The border line between the two countries had been closed since 2015 by decision of Nicolás Maduro
A Venezuelan truck loaded with steel sheets, and one from Colombia, with medicines, both adorned with colored balloons and with the flags of both countries, were the first to cross the border, which yesterday saw its reopening after being closed in the 2015 by the Government of Nicolás Maduro. Gustavo Petro, Colombian president, attended the symbolic act with a good entourage of his ministers, while the Bolivarian leader sent a representation of his Executive.
Colombians have many doubts about this new embrace between these two nations that during their history were considered sisters, but in recent years their rulers preferred to sacrifice the population of the border between Norte de Santander (Colombia) and Táchira ( Venezuela) to dedicate themselves to exchanging accusations and insults and living several years of tension.
There is a suspicion in the air that relations have resumed due to the political affinities of the new president of Colombia, the leftist Gustavo Petro, and the Maduro dictatorship, which a UN commission has recently accused of violence and commit crimes against humanity. Petro, however, speaks mainly of a great fact of purely economic interest. The numbers, without a doubt, support his reasoning. In 2008, the best year for bilateral trade, Colombia exported 6,000 million dollars and imported 1,200. Today the figure is depressing, reaching only 383 million. Tomorrow’s numbers seem too optimistic considering that Venezuela is experiencing a major economic crisis and the regime has led the country to reduce its industrial and financial activity.
Nowadays, economic experts assure that Venezuela does not have the same consumption capacity that it had in its best times. Its important export sectors, such as petrochemicals, steel and the automotive industry, have been reduced to a bare minimum. Colombia, on the other hand, appears as a country that is more a supplier than a buyer and with a growing and commercially more competitive economy, especially in agricultural products, processed foods and agribusiness.
In addition to improving the economy of both countries with the recovery of formal trade that reached rock bottom, and especially that of the almost 12 million inhabitants who have remained in the border area, the objective of the reopening is to put an end to illegal armed groups that control the border line, mafia networks dedicated to processing false visas and IDs, human trafficking and sexual exploitation of women, other groups dedicated to drug trafficking, extortion of smugglers and fuel trafficking. Or the presence of a guerrilla group from the ELN (National Liberation Army), which it is claimed has lived with the permissiveness of some Venezuelan organizations controlling mining resources and have been involved in the exploitation of gold and diamonds.

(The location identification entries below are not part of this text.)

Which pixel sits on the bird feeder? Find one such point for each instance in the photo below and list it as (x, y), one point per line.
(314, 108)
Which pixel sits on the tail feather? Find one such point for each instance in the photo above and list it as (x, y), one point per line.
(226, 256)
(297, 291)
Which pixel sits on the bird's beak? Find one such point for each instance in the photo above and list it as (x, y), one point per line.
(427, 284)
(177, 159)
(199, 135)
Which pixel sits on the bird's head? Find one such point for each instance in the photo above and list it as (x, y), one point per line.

The President of Colombia, Gustavo Petro, shakes hands with the Minister of Transport of Venezuela, Ramón Celestino Velásquez. /
The rupture of relations between Bogotá and Caracas took effect in 2015, when Nicolás Maduro arbitrarily expelled 1,500 Colombian citizens and caused a total of 22,000 to leave. Then in Colombia Juan Manuel Santos ruled. The crisis had another peak moment, already with Iván Duque in the presidency, in February 2019. So the images were very different from those shown this Monday on the Simón Bolívar bridge in Norte de Santander, full of joy and emotion. Three years ago, Maduro refused to allow humanitarian aid granted by neighboring states that recognized the interim president of Venezuela, Juan Guaidó, to enter his country through this same border. He considered the Bolivarian leader that it was an attempted invasion of his country.
“A historic day”
“It is a historic day for the region, for the country, for America in general. Globalization is first and foremost a relationship between neighbors. Anyone who measures international trade flows, cultural flows, population flows, will always find that the largest amount is between neighbors,” Petro said in a speech delivered shortly after the border reopening acts. «And so it was before sectarian reading took over hearts and brains. This was the case between Colombia and Venezuela, between Colombia and Ecuador, where we came to export goods with high industrial added value. That economic reality that could be the factor of industrialization, of real progress in Colombia.

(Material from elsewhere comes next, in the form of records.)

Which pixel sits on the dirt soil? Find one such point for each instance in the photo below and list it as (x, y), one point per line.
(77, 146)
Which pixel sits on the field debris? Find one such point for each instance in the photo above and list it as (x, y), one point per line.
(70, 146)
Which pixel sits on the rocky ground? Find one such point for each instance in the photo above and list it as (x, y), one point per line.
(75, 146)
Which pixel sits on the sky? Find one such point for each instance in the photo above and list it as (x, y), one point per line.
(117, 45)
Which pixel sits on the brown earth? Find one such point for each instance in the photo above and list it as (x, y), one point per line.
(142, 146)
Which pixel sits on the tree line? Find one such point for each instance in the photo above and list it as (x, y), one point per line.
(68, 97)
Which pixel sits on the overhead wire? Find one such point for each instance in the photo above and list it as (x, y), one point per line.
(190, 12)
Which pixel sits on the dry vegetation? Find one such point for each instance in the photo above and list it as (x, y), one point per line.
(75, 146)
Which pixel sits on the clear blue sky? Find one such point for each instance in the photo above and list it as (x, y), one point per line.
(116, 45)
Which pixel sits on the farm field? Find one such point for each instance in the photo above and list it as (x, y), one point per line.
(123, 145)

Petro stressed that he wanted the first people to benefit from the reopening to be those who live on the border, “those who took risks on the trails.” He also stressed that “the economies of Colombia and Venezuela have to be integrated so that they are platforms for industrialization, and thus, achieve a general quality of life.”
The Colombian president spoke of taking advantage of and deepening this occasion after highlighting that Venezuela had asked to join the Andean community, just as the Republic of Chile and Argentina have done. “If we took that step, Colombia would be building its most important platform for economic progress after its own international market.”
Maduro, meanwhile, had only posted a tweet first thing in the morning in which he said: “We are resuming relations and taking firm steps to advance in the total and absolute opening of the border between brother peoples: Colombia and Venezuela. It is a historic and momentous day!”